Ahora bien, denunciada está infracción y acogida por el Tribunal, la Sala entra en el fondo del asunto, para solucionar un problema de propiedad y posesión.

Recordemos que el actor reivindicaba como propietario la propiedad y posesión de un camino para acceder a su finca.

En primera instancia se comprueba que él no es propietario del camino que reivindica: éste es un bien privativo de su cónyuge, como así consta en el Registro. El actor se allana a ello, pero advierte que actúa como mandatario de su esposa (pero, al parecer, no deja de atribuirse la (co)propiedad de la finca) y alega como fundamento sendas normas del Código civil incluidas en sede de gananciales. Es aquí donde se halla la infracción al sistema de fuentes aragonés: la Lrem. contiene normas precisas aplicables al mandato y representación entre cónyuges en lo que atañe a los bienes consorciales y privativos.

Con todo, en ambas instancias, no sé muy bien por qué, se estima la demanda, y al marido no propietario se le atribuye la propiedad (o copropiedad) de un bien de su esposa.

Este error queda salvado en casación, y nada se ha dicho de él en el recurso, pero entiendo que la solución al caso, es perfectamente posible puesto que el Tribunal a través del juicio subsuntivo, y para comprobar la aplicación indebida de la norma, debe atender, según señala Bonet Navarro31, a tres elementos: a) los hechos enjuiciados, b) la norma jurídica que se considera indebidamente aplicable a los hechos y la subsunción de los hechos en la norma.
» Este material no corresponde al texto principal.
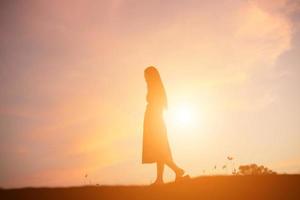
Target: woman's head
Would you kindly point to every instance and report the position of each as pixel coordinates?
(156, 90)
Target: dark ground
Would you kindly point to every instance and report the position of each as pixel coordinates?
(214, 187)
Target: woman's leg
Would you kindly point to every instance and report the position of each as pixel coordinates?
(160, 171)
(178, 171)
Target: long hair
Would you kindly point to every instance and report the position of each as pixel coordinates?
(156, 91)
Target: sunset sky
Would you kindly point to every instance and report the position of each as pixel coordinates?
(72, 88)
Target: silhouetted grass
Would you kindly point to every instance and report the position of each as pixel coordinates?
(209, 187)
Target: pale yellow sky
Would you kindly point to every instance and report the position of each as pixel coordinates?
(72, 93)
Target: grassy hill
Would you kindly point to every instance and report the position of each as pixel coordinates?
(211, 187)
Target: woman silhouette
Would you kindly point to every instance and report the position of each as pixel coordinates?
(156, 147)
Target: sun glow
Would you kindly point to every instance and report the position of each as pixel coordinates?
(182, 116)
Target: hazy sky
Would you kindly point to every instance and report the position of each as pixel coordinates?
(72, 89)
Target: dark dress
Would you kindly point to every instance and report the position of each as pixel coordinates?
(155, 140)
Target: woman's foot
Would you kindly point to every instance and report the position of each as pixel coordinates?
(158, 182)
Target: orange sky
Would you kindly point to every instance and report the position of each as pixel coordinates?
(72, 91)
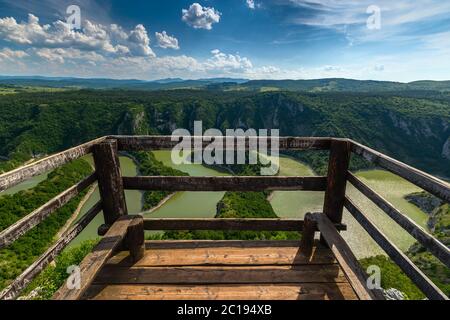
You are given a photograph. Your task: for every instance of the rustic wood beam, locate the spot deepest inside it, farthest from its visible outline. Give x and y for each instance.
(309, 230)
(110, 182)
(430, 290)
(134, 239)
(437, 248)
(337, 179)
(93, 262)
(20, 283)
(347, 260)
(236, 183)
(433, 185)
(19, 228)
(259, 224)
(147, 143)
(14, 177)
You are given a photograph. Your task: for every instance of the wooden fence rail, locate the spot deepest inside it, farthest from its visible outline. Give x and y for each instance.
(437, 248)
(224, 224)
(148, 143)
(430, 290)
(238, 183)
(14, 177)
(20, 283)
(433, 185)
(113, 203)
(13, 232)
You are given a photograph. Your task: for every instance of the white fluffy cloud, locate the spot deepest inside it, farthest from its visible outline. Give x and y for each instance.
(227, 62)
(200, 17)
(110, 39)
(165, 41)
(8, 54)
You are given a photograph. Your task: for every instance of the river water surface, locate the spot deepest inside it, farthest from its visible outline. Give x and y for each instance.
(287, 204)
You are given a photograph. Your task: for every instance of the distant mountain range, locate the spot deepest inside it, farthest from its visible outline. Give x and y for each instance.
(228, 84)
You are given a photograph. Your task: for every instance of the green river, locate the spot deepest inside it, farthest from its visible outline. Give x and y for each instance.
(287, 204)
Siguiendo este protocolo, y como indica Bonet Navarro, el Tribunal de casación no debe limitar su actuación al examen del precepto cuya supuesta aplicación indebida se denunció por el recurrente como acaecida, sino que debe llegar hasta el fondo del Juicio subsuntivo, escrutando aquí y allá la totalidad de los preceptos que proporcionan los elementos suficientes para poder afirmar su juicio jurisdiccional sobre el enjuiciamiento jurídico hecho por el Juez en la instancia al subsumir.
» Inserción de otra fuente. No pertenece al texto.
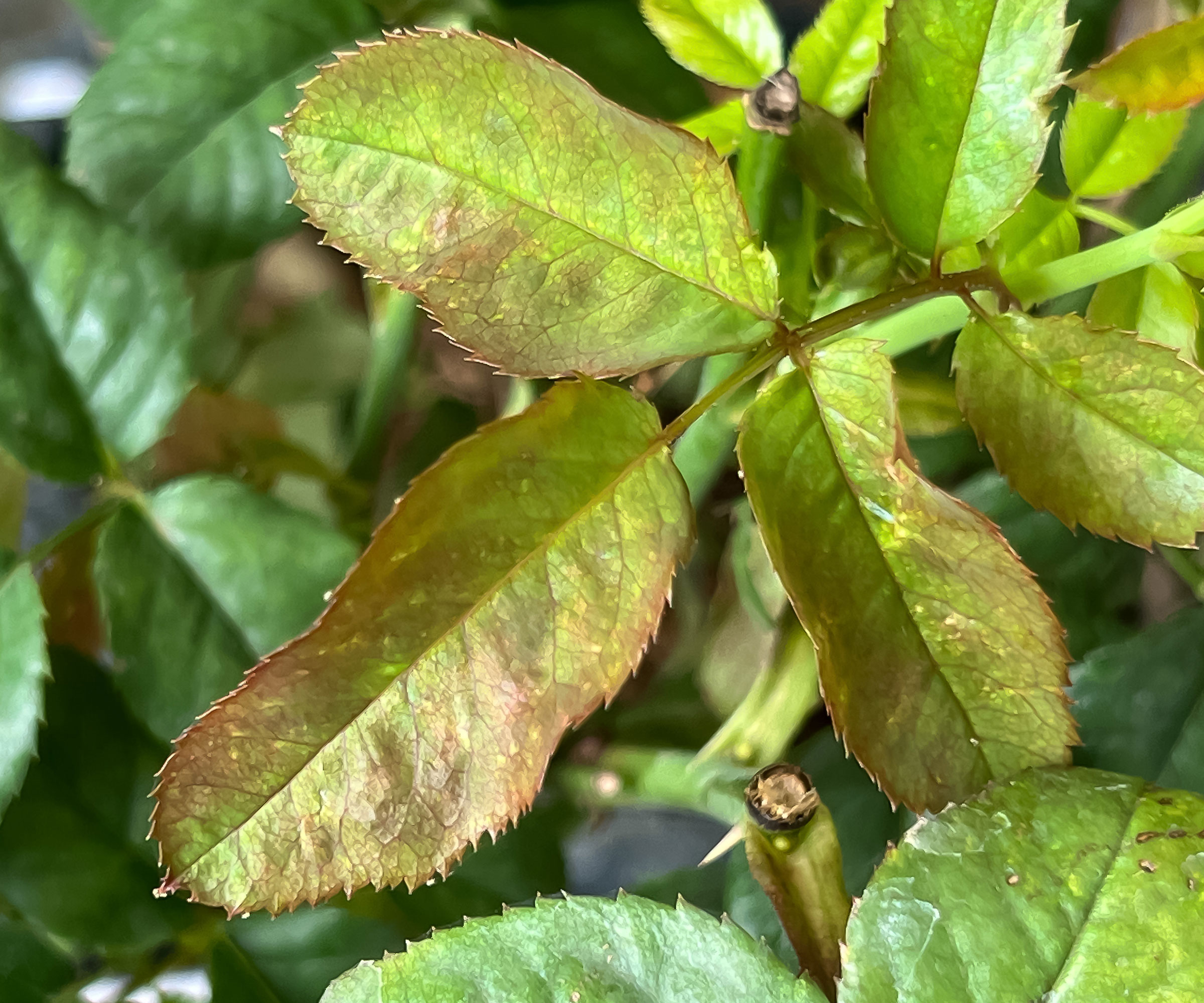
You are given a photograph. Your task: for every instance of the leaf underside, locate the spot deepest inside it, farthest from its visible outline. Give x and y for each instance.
(922, 613)
(548, 229)
(512, 590)
(1097, 427)
(958, 117)
(624, 951)
(1069, 887)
En esta ocasión, el Tribunal Superior de Justicia de Aragón, dice al final de su fundamento de Derecho sexto “en los términos expuesto, será estimado, procediendo a casar la sentencia recurrida”, en atención a ello, y a través de los FD 7º y 8º que transcribo, resuelve, al amparo del art. 1.2 Comp. aragonesa que ha resultado infringido, un caso de Derechos reales sujeto al Derecho supletorio estatal.

Así quedan las cosas:

SEPTIMO.- Decíamos en el fundamento de derecho segundo que el actor, junto a la pretensión que llama declarativa de propiedad, y que en las sentencias de primera y segunda instancia ha sido calificada con acierto como reivindicatoria, ejerce otra, al pretender de los órganos de la jurisdicción civil una tutela de la posesión, fundada en los artículos 430 y siguientes del Código Civil y que se concreta en el apartado cuarto de la súplica. Aunque de la lectura de la demanda parece desprenderse que todas las peticiones las deduce la parte actora del invocado hecho de ser copropietario del camino que ocupa parte de la finca número 305, de repetida cita, es lo cierto que también invoca ser poseedor de la finca, aunque se trate de posesión para otro, en los términos regulados en el artículo 432 del Código Civil, ya que habiendo reconocido en el juicio la propiedad de la esposa, como bien privativo, el demandante mantiene: a) su condición de poseedor; b) la existencia del camino de paso a fincas, que se constituyó mediante la cesión de parte de la finca citada; c) la desposesión efectuada por la actuación del demandado. Y estos extremos han quedado acreditados en la sentencia de instancia, (…) 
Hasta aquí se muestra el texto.